We went in. Mueller paused, looked round, captured a passing waiter, and asked for Monsieur le proprietaire. The waiter pointed over his shoulder towards the house, and breathlessly rushed on his way.
Mueller at once led the way into a salon on the ground-floor looking over the garden.
Here we found ourselves in a large low room containing some thirty or forty tables, and fitted up after the universal restaurant pattern, with cheap-looking glasses, rows of hooks, and spittoons in due number. The air was heavy with the combined smells of many dinners, and noisy with the clatter of many tongues. Behind the fruits, cigars, and liqueur bottles that decorated the comptoir sat a plump, black-eyed little woman in a gorgeous cap and a red silk dress. This lady welcomed us with a bewitching smile and a gracious inclination of the head.
“Ces messieurs,” she said, “will find a vacant table yonder, by the window.”
Mueller bowed majestically.
“Madame,” he said, “I wish to see Monsieur le proprietaire.”
The dame de comptoir looked very uneasy.
“If Monsieur has any complaint to make,” she said, “he can make it to me.”
“Madame, I have none.”
“Or if it has reference to the ordering of a dinner....”
Mueller smiled loftily.
“Dinner, Madame,” he said, with a disdainful gesture, “is but one of the accidents common to humanity.

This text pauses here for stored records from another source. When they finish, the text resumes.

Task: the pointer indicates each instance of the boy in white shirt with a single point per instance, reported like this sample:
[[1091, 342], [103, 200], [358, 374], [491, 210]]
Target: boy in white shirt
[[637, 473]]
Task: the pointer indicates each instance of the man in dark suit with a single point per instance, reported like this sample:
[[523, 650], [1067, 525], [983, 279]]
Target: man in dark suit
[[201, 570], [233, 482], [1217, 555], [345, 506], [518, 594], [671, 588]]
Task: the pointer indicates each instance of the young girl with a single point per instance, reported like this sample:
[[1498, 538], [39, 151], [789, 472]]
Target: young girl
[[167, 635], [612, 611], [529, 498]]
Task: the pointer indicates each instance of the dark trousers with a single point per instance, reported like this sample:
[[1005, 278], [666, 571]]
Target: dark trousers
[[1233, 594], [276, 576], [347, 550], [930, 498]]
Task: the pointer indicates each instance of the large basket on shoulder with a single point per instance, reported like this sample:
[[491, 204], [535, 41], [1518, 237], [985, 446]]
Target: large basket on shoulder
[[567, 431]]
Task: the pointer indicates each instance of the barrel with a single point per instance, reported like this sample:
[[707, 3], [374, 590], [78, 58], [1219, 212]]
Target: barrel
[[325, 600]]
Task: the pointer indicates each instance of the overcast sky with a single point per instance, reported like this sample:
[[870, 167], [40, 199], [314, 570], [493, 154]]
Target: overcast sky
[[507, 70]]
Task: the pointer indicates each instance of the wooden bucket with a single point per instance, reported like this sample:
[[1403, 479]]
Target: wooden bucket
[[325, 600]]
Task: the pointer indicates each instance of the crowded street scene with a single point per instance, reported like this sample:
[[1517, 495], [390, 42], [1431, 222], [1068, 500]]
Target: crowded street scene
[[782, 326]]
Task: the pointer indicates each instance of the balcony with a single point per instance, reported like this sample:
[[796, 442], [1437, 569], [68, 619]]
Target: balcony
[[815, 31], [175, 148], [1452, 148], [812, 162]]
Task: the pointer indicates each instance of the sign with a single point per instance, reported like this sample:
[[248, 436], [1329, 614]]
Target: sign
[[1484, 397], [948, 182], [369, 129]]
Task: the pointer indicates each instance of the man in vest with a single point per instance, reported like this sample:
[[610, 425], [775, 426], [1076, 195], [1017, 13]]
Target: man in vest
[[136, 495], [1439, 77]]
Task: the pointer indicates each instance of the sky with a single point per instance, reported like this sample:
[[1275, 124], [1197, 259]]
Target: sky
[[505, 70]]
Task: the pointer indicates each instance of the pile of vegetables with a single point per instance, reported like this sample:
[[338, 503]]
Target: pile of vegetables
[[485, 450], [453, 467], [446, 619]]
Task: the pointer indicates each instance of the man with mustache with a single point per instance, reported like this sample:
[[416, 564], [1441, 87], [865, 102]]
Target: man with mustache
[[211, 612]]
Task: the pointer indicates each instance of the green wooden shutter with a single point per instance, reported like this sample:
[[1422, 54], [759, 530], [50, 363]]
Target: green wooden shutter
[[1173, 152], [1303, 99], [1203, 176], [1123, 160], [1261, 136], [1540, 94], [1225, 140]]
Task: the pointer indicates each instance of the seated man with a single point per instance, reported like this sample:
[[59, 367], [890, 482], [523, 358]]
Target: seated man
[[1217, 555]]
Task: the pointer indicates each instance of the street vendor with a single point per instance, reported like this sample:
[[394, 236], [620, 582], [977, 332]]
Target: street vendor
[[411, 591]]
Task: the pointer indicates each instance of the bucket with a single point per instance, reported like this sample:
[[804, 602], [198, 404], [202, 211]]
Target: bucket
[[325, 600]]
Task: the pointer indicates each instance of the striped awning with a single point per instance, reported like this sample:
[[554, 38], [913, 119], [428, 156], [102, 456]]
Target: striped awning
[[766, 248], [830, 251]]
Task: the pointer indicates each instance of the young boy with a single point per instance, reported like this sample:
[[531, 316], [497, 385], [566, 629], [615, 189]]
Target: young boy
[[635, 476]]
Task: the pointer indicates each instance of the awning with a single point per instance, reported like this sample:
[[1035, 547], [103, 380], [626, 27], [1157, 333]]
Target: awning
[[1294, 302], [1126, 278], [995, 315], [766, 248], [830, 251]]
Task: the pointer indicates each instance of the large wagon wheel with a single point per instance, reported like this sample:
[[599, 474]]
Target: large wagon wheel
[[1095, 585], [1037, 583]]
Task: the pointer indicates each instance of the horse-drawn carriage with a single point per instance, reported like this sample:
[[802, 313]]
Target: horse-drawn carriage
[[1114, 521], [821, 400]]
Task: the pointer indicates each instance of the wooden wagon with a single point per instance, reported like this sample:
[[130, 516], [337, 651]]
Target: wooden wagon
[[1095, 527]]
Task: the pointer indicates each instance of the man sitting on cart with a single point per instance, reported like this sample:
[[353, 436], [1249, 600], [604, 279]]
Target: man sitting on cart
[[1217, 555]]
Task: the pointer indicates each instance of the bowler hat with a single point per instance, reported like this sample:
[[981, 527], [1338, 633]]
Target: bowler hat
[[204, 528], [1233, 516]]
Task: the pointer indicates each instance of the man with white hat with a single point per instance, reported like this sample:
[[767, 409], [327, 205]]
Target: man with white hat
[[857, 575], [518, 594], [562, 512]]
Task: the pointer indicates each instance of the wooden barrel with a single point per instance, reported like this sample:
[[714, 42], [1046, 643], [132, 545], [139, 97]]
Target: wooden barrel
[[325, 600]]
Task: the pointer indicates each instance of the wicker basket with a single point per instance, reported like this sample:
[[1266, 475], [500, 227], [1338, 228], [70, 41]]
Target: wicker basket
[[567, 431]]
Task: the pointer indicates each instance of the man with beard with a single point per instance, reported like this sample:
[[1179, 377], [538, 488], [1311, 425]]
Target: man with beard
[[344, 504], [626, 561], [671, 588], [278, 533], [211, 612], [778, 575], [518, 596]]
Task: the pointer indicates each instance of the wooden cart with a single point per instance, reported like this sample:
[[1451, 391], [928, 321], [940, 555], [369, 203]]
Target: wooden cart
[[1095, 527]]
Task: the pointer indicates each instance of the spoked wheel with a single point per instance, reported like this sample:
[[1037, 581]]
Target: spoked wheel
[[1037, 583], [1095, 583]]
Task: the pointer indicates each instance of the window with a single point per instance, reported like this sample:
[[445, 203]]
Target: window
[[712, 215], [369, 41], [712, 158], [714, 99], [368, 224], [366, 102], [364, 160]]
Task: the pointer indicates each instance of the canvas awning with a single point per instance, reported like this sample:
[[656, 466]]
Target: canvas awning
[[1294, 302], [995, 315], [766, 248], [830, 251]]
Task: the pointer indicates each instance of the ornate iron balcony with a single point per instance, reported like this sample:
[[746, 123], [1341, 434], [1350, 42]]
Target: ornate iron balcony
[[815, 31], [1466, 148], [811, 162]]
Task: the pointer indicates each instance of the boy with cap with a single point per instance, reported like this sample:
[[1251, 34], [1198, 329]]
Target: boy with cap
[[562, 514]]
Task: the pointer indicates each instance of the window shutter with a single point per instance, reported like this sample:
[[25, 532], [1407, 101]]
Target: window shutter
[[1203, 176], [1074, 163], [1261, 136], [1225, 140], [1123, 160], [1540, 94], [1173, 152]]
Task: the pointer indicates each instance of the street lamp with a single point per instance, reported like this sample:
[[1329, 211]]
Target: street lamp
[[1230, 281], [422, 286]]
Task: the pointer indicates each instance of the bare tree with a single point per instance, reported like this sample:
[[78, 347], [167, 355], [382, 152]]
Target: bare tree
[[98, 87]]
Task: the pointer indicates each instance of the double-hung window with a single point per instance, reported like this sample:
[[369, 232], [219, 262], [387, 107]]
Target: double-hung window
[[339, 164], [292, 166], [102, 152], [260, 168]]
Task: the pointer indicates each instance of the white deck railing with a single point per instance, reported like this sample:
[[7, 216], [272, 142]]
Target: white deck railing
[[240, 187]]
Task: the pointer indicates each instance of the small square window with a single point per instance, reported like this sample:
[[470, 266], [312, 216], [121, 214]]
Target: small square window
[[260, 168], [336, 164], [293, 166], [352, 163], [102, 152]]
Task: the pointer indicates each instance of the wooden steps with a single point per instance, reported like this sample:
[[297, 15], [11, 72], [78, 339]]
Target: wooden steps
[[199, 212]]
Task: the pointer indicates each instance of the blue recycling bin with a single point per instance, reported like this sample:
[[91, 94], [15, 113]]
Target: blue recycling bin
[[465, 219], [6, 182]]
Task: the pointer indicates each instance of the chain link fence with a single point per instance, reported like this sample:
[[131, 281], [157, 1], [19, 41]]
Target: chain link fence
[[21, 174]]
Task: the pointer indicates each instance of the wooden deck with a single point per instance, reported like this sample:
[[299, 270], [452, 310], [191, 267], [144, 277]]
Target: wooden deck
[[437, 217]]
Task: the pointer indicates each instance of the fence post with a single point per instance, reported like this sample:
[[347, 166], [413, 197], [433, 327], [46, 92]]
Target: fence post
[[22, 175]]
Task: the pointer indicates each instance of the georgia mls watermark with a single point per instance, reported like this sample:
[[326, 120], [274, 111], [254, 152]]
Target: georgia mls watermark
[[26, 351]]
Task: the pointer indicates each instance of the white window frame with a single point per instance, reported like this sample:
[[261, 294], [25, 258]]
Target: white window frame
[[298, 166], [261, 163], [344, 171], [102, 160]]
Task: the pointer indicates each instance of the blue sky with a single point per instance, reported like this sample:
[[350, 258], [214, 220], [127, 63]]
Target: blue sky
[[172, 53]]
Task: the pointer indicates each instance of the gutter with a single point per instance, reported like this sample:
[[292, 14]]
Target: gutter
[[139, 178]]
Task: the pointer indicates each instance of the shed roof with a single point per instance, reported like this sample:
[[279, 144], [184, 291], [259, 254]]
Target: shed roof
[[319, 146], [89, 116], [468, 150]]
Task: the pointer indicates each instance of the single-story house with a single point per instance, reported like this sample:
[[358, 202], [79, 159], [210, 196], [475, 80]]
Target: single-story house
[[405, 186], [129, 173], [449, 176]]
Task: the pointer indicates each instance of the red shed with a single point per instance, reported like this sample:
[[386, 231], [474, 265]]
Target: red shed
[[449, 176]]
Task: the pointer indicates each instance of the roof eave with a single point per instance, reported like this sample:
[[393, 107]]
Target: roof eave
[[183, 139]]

A trifle! A trifle always humiliating—sometimes inconvenient—occasionally impossible. No, Madame, mine is a serious mission; a mission of the highest importance, both socially and commercially. May I beg that you will have the goodness to place my card in the hands of Monsieur le proprietaire, and say that I request the honor of five minutes’ interview.”
The little woman’s eyes had all this time been getting rounder and blacker. She was evidently confounded by my friend’s grandiloquence.
“Ah! mon Dieu! M’sieur,” she said, nervously, “my husband is in the kitchen. It is a busy day with us, you understand—but I will send for him.”
And she forthwith despatched a waiter for “Monsieur Choucru.”
Mueller seized me by the arm.
“Heavens!” he exclaimed, in a very audible aside, “did you hear? She is his wife! She is Madame Choucru?”
“Well, and what of that?”
“What of that, indeed? Mais, mon ami, how can you ask the question? Have you no eyes? Look at her! Such a remarkably handsome woman—such a tournure—such eyes—such a figure for an illustration! Only conceive the effect of Madame Choucru—in medallion!”
“Oh, magnificent!” I replied. “Magnificent—in medallion.”
But I could not, for the life of me, imagine what he was driving at.
“And it would make the fortune of the Toison d’Or” he added, solemnly.
To which I replied that it would undoubtedly do so.